CVE-2025-36857 is a vulnerability identified in Rapid7 Appspider Pro versions prior to 7.5.021. The issue arises from incorrect default permissions related to the application's configuration file loading mechanism. Specifically, the vulnerability is a broken access control flaw (CWE-276) that allows standard users to place custom configuration files into directories belonging to other users or projects. The application loads configuration files in alphabetical order, which means that an attacker can craft and insert malicious or altered configuration files that override or modify the settings of legitimate configuration files. This improper directory access management can lead to unauthorized changes in application behavior or settings. The vulnerability does not allow direct compromise of confidentiality or availability but impacts integrity by enabling unauthorized modification of configuration files. The flaw requires local access with standard user privileges (AV:L, PR:L) and does not require user interaction (UI:N). The CVSS v3.1 base score is 3.3, indicating a low severity level. The vulnerability was addressed and remediated in version 7.5.021 of Appspider Pro. There are no known exploits in the wild at this time.

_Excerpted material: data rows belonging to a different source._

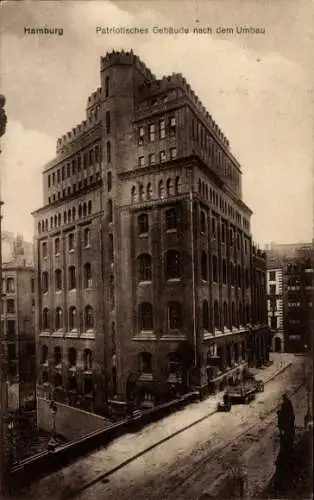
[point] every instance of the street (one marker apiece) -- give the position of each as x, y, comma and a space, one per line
161, 461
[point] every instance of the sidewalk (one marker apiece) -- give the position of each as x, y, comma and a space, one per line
102, 462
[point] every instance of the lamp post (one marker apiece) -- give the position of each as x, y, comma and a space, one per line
4, 437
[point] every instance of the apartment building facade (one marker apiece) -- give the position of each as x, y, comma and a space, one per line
144, 254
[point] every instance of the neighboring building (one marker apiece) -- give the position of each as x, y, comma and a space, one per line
294, 262
18, 306
144, 254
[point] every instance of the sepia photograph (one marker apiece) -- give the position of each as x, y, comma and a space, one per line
157, 265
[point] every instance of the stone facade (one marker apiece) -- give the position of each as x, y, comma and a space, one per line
169, 301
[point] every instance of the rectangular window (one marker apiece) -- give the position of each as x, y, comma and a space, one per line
10, 285
44, 249
172, 126
11, 327
162, 129
162, 156
141, 136
272, 289
173, 153
152, 158
10, 306
151, 132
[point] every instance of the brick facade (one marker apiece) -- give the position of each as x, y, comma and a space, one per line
171, 255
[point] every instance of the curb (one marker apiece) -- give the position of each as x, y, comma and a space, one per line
217, 484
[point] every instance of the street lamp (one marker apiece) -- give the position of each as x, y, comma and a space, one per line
52, 441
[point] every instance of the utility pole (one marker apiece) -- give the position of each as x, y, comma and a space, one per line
4, 440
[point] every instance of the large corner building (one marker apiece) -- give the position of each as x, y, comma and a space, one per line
147, 274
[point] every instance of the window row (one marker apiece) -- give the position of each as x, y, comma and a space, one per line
72, 278
222, 317
170, 188
166, 127
69, 216
228, 274
75, 188
81, 161
204, 139
218, 201
86, 241
55, 319
71, 356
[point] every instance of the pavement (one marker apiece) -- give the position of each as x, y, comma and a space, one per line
87, 470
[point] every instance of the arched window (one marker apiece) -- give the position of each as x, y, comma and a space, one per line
241, 312
204, 268
87, 359
59, 318
247, 313
142, 224
144, 267
224, 272
149, 191
216, 315
215, 268
110, 211
161, 190
174, 315
239, 276
57, 355
72, 318
171, 219
86, 237
72, 356
72, 278
247, 279
45, 282
231, 274
109, 181
203, 221
107, 86
88, 275
172, 264
58, 279
145, 361
233, 318
89, 318
58, 380
141, 192
44, 354
226, 318
46, 325
89, 207
133, 194
111, 253
108, 147
178, 185
169, 187
205, 315
145, 313
108, 123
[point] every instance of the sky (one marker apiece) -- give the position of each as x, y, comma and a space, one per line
257, 87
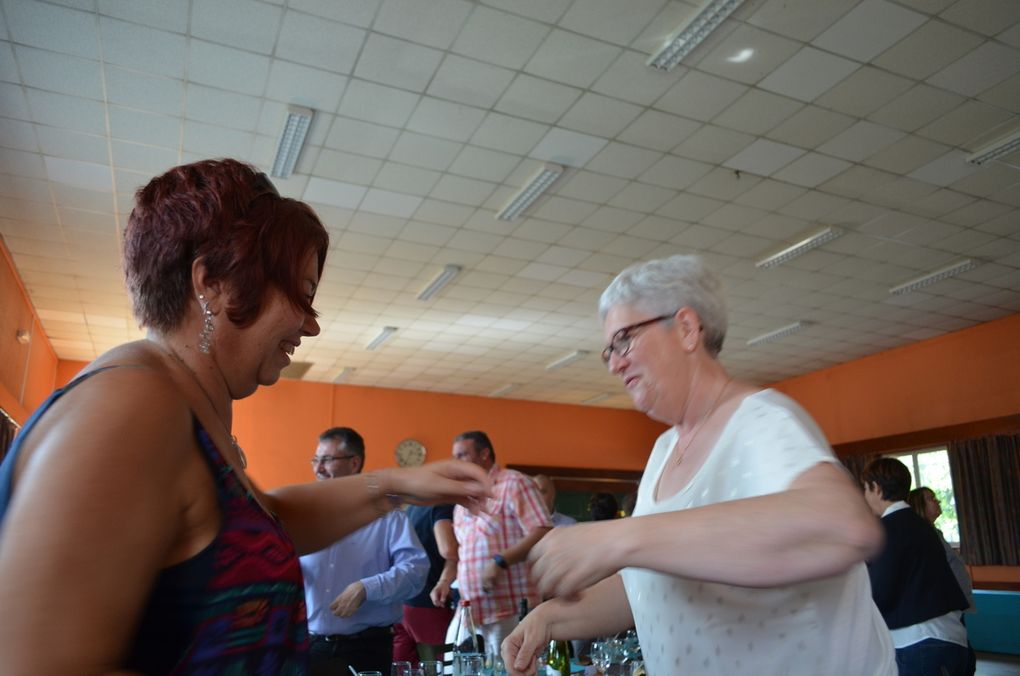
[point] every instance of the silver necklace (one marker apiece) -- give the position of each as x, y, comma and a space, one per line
701, 421
234, 439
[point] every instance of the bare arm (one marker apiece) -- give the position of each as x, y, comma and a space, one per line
318, 514
820, 526
446, 542
598, 611
100, 506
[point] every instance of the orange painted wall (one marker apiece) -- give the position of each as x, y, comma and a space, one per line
42, 361
965, 376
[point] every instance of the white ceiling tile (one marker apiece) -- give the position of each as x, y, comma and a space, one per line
748, 54
361, 138
227, 68
629, 79
423, 151
537, 99
70, 112
469, 82
567, 148
398, 63
808, 74
499, 38
861, 141
216, 20
448, 120
700, 96
621, 160
572, 59
311, 88
811, 169
658, 130
793, 18
59, 72
987, 65
142, 48
166, 15
435, 23
57, 29
377, 103
485, 164
143, 91
334, 193
600, 115
757, 112
763, 157
868, 30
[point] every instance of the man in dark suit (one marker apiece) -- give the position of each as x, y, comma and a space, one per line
911, 581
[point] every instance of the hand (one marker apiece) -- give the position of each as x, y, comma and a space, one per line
440, 593
444, 481
521, 648
349, 601
490, 575
562, 563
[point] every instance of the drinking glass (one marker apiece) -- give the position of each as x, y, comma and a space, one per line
431, 667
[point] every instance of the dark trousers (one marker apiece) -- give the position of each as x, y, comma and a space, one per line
370, 650
932, 658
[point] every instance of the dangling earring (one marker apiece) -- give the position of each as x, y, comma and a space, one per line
205, 335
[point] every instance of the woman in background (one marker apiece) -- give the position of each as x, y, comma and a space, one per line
132, 539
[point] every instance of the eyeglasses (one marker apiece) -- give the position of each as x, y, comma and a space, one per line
622, 340
325, 460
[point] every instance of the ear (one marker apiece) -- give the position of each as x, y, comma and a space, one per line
690, 324
202, 284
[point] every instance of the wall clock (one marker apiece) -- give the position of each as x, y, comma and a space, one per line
410, 453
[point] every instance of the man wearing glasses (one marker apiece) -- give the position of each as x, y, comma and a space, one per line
355, 588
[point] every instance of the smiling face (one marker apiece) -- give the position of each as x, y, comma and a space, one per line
269, 342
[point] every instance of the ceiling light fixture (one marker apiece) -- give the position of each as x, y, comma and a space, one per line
505, 390
441, 280
937, 275
531, 192
381, 338
692, 34
576, 355
780, 332
345, 373
1008, 144
799, 248
295, 131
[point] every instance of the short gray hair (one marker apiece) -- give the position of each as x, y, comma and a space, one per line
667, 284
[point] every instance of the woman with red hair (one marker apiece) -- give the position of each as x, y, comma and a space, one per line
132, 538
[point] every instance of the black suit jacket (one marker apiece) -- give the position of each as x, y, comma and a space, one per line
911, 580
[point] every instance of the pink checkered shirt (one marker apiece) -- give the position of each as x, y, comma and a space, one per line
516, 510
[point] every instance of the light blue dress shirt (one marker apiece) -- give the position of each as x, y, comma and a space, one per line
386, 556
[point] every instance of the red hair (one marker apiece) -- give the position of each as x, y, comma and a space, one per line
230, 215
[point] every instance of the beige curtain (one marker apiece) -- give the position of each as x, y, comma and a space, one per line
986, 482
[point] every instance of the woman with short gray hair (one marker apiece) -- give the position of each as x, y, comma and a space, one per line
745, 554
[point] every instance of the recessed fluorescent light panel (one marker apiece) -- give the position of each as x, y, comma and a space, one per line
531, 192
441, 280
800, 248
778, 333
937, 275
381, 338
694, 33
295, 131
576, 355
505, 390
1005, 146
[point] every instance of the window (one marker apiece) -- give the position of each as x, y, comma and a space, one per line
930, 467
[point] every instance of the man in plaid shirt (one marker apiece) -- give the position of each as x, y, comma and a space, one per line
494, 543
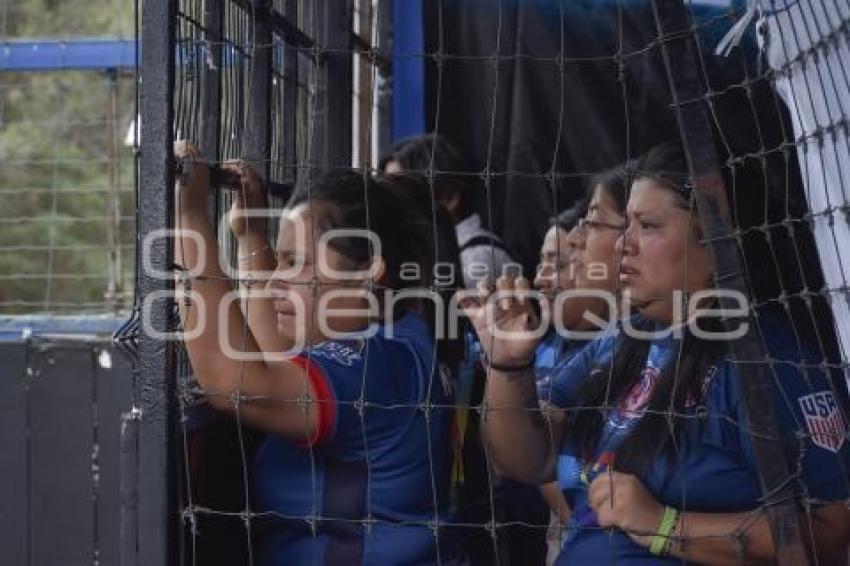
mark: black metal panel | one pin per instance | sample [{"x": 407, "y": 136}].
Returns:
[
  {"x": 14, "y": 428},
  {"x": 155, "y": 521},
  {"x": 60, "y": 408}
]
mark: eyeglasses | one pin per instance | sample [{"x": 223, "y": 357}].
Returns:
[{"x": 585, "y": 224}]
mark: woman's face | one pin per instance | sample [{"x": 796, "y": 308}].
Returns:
[
  {"x": 596, "y": 265},
  {"x": 554, "y": 272},
  {"x": 305, "y": 289},
  {"x": 661, "y": 251}
]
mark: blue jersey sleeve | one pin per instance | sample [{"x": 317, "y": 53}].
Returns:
[
  {"x": 372, "y": 388},
  {"x": 812, "y": 430}
]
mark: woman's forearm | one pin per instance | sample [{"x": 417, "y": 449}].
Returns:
[
  {"x": 514, "y": 427},
  {"x": 735, "y": 538},
  {"x": 256, "y": 263}
]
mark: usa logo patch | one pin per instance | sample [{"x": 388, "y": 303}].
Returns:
[{"x": 824, "y": 421}]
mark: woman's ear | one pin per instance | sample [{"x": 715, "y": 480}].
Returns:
[{"x": 378, "y": 270}]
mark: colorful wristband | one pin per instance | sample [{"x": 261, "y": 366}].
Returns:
[{"x": 665, "y": 529}]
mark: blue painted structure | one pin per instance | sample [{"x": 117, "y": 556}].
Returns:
[{"x": 89, "y": 54}]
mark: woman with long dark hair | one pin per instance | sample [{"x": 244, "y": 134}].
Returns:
[
  {"x": 654, "y": 452},
  {"x": 354, "y": 468}
]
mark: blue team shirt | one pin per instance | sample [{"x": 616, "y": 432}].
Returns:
[
  {"x": 390, "y": 465},
  {"x": 553, "y": 352},
  {"x": 718, "y": 473}
]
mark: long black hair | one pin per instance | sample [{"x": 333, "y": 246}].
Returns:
[
  {"x": 616, "y": 183},
  {"x": 390, "y": 207},
  {"x": 679, "y": 383},
  {"x": 435, "y": 157}
]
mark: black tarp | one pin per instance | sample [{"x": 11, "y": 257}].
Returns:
[{"x": 536, "y": 91}]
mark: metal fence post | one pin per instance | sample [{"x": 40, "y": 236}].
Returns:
[
  {"x": 156, "y": 519},
  {"x": 679, "y": 46},
  {"x": 258, "y": 134},
  {"x": 334, "y": 84}
]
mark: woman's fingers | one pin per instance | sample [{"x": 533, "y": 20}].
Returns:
[
  {"x": 505, "y": 288},
  {"x": 184, "y": 148},
  {"x": 523, "y": 286}
]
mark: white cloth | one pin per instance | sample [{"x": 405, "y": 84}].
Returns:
[{"x": 816, "y": 87}]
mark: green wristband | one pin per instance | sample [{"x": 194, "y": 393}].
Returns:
[{"x": 665, "y": 529}]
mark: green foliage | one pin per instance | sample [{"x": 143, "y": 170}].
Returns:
[{"x": 62, "y": 160}]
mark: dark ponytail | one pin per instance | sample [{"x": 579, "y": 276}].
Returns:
[
  {"x": 681, "y": 382},
  {"x": 391, "y": 208}
]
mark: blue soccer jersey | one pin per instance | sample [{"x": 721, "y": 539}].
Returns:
[
  {"x": 718, "y": 471},
  {"x": 552, "y": 352},
  {"x": 375, "y": 475}
]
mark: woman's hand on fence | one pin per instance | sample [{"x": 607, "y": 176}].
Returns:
[
  {"x": 622, "y": 501},
  {"x": 503, "y": 319},
  {"x": 250, "y": 195},
  {"x": 192, "y": 184}
]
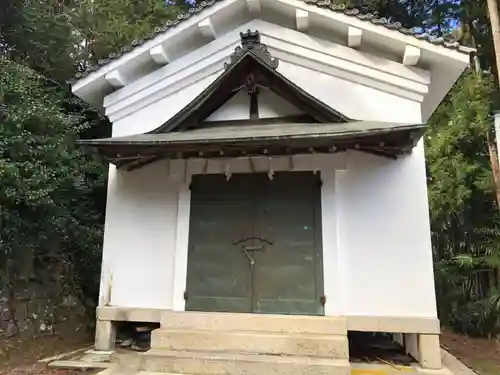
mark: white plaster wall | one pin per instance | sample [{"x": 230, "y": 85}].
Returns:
[
  {"x": 139, "y": 238},
  {"x": 376, "y": 228},
  {"x": 355, "y": 101},
  {"x": 385, "y": 258}
]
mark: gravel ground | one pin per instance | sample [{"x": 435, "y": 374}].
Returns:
[{"x": 20, "y": 356}]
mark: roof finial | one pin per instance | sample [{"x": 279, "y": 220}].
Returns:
[
  {"x": 250, "y": 43},
  {"x": 250, "y": 39}
]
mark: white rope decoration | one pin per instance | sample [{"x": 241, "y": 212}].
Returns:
[
  {"x": 227, "y": 169},
  {"x": 270, "y": 174}
]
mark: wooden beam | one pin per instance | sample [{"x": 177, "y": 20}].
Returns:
[
  {"x": 354, "y": 37},
  {"x": 159, "y": 55},
  {"x": 411, "y": 56},
  {"x": 254, "y": 6},
  {"x": 206, "y": 28},
  {"x": 302, "y": 19},
  {"x": 115, "y": 79}
]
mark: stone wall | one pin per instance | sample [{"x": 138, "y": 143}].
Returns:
[{"x": 40, "y": 300}]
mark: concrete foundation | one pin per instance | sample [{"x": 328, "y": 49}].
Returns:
[
  {"x": 105, "y": 335},
  {"x": 295, "y": 336}
]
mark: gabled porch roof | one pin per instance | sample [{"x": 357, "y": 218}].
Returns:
[
  {"x": 384, "y": 139},
  {"x": 252, "y": 69}
]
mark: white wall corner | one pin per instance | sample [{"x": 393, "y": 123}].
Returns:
[
  {"x": 411, "y": 55},
  {"x": 206, "y": 28},
  {"x": 354, "y": 37},
  {"x": 301, "y": 19},
  {"x": 115, "y": 79},
  {"x": 254, "y": 6},
  {"x": 159, "y": 54}
]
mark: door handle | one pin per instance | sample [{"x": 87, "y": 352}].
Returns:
[{"x": 253, "y": 248}]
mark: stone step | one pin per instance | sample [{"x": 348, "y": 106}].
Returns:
[
  {"x": 334, "y": 346},
  {"x": 209, "y": 363},
  {"x": 320, "y": 325}
]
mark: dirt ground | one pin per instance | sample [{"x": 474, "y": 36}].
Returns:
[
  {"x": 19, "y": 357},
  {"x": 481, "y": 355}
]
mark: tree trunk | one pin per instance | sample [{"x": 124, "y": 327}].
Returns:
[{"x": 492, "y": 147}]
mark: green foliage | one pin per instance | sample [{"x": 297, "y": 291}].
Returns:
[
  {"x": 465, "y": 221},
  {"x": 104, "y": 26},
  {"x": 45, "y": 178}
]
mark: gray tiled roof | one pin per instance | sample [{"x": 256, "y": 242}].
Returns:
[
  {"x": 256, "y": 132},
  {"x": 327, "y": 4}
]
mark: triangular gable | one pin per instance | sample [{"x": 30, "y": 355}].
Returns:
[
  {"x": 270, "y": 106},
  {"x": 252, "y": 70}
]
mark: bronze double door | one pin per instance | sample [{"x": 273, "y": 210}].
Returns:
[{"x": 255, "y": 244}]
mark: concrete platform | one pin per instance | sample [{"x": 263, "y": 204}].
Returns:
[
  {"x": 320, "y": 325},
  {"x": 335, "y": 346},
  {"x": 206, "y": 363}
]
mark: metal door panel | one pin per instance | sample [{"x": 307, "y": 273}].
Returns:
[{"x": 218, "y": 277}]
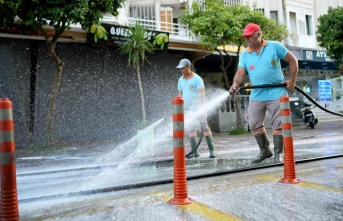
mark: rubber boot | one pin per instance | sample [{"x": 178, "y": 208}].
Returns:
[
  {"x": 210, "y": 144},
  {"x": 278, "y": 148},
  {"x": 263, "y": 143},
  {"x": 193, "y": 143}
]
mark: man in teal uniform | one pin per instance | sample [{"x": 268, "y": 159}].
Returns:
[
  {"x": 261, "y": 61},
  {"x": 191, "y": 88}
]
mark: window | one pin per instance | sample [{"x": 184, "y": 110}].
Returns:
[{"x": 273, "y": 15}]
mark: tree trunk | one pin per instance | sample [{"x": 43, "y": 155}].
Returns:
[
  {"x": 55, "y": 89},
  {"x": 142, "y": 94}
]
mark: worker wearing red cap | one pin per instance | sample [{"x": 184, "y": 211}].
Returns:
[{"x": 261, "y": 61}]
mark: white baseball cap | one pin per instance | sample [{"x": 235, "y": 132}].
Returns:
[{"x": 184, "y": 62}]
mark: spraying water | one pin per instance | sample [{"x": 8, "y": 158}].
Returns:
[{"x": 126, "y": 157}]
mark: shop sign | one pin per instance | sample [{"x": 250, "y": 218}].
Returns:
[
  {"x": 312, "y": 55},
  {"x": 118, "y": 35},
  {"x": 325, "y": 90}
]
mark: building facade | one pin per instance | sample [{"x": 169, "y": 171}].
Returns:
[{"x": 299, "y": 16}]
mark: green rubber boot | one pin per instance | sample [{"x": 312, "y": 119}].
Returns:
[
  {"x": 193, "y": 143},
  {"x": 263, "y": 143},
  {"x": 210, "y": 144},
  {"x": 278, "y": 148}
]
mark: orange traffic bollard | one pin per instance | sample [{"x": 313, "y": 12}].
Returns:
[
  {"x": 289, "y": 161},
  {"x": 180, "y": 178},
  {"x": 9, "y": 199}
]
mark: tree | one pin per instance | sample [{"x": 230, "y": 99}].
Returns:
[
  {"x": 330, "y": 33},
  {"x": 136, "y": 47},
  {"x": 59, "y": 14}
]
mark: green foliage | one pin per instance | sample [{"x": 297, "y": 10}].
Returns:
[
  {"x": 160, "y": 40},
  {"x": 330, "y": 33},
  {"x": 217, "y": 25},
  {"x": 137, "y": 45}
]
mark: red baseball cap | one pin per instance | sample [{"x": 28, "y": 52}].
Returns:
[{"x": 250, "y": 29}]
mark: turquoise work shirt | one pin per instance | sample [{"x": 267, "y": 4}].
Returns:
[{"x": 265, "y": 68}]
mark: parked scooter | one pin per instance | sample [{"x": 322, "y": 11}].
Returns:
[{"x": 309, "y": 117}]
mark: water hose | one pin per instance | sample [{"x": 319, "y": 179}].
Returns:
[{"x": 298, "y": 89}]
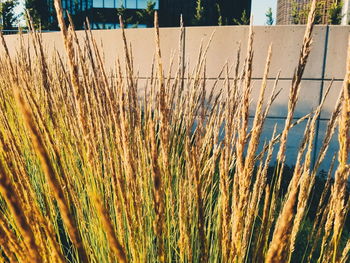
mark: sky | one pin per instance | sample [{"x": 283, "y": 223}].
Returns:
[{"x": 259, "y": 8}]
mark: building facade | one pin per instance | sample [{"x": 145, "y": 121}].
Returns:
[
  {"x": 296, "y": 11},
  {"x": 103, "y": 14}
]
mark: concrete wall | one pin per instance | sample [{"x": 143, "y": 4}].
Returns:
[{"x": 326, "y": 62}]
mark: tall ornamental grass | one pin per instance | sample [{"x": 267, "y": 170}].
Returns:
[{"x": 95, "y": 169}]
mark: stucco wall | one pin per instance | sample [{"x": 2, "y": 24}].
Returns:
[{"x": 326, "y": 62}]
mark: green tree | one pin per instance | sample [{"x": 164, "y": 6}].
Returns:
[
  {"x": 332, "y": 16},
  {"x": 7, "y": 13},
  {"x": 244, "y": 20},
  {"x": 122, "y": 11},
  {"x": 269, "y": 17},
  {"x": 199, "y": 15},
  {"x": 146, "y": 16},
  {"x": 39, "y": 12}
]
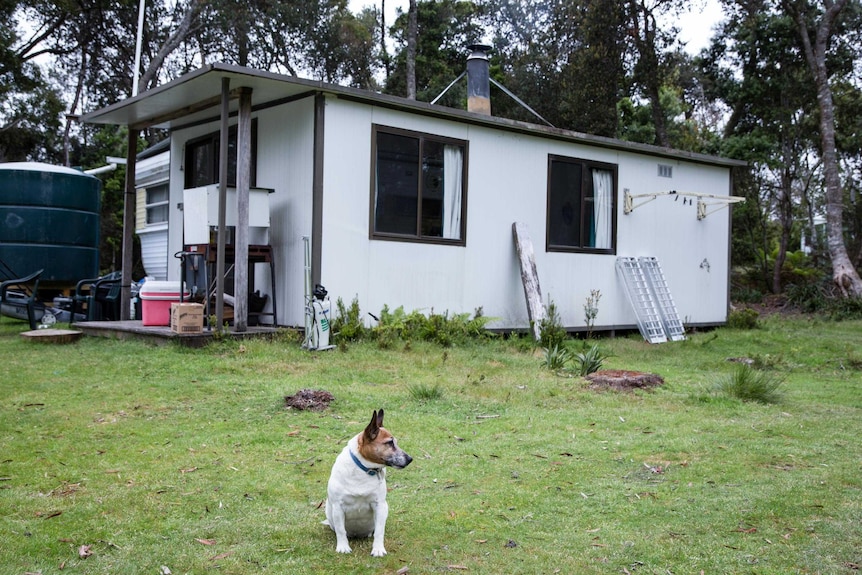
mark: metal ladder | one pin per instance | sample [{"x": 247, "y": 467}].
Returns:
[
  {"x": 641, "y": 297},
  {"x": 673, "y": 327}
]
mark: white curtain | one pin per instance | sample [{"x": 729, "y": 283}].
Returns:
[
  {"x": 453, "y": 166},
  {"x": 602, "y": 189}
]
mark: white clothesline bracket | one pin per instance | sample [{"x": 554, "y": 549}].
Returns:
[{"x": 688, "y": 197}]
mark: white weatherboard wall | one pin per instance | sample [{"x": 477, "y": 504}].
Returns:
[
  {"x": 285, "y": 162},
  {"x": 507, "y": 182}
]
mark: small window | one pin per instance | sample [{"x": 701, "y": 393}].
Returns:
[
  {"x": 581, "y": 200},
  {"x": 418, "y": 187},
  {"x": 157, "y": 204},
  {"x": 202, "y": 157}
]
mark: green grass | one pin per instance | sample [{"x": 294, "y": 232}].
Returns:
[{"x": 165, "y": 456}]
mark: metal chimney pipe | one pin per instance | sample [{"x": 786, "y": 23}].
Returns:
[{"x": 478, "y": 80}]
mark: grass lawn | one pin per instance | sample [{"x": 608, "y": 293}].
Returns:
[{"x": 123, "y": 458}]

For European organizations using vulnerable versions of Rapid7 Appspider Pro, this vulnerability could allow malicious insiders or compromised standard user accounts to alter application configurations improperly. While the impact on confidentiality and availability is minimal, the integrity of the scanning or security assessment process could be undermined. This could lead to inaccurate vulnerability assessments or bypassing of security controls configured via these files. In regulated industries or organizations relying heavily on Appspider Pro for security validation, such integrity compromises could result in compliance issues or delayed detection of real threats. However, since exploitation requires local access with standard privileges and no remote exploitation vector is indicated, the risk is primarily internal or limited to users with some system access.

European organizations should ensure that all instances of Rapid7 Appspider Pro are updated to version 7.5.021 or later, where this vulnerability has been fixed. Additionally, organizations should enforce strict file system permissions on directories used by Appspider Pro to prevent unauthorized users from placing or modifying configuration files outside their own scope. Implementing monitoring and alerting on changes to configuration directories can help detect unauthorized modifications. Limiting the number of users with local access to systems running Appspider Pro and applying the principle of least privilege will reduce the risk of exploitation. Regular audits of user permissions and configuration file integrity checks can further mitigate risks. Finally, organizations should consider isolating Appspider Pro environments to trusted users only and use endpoint security controls to prevent unauthorized file writes.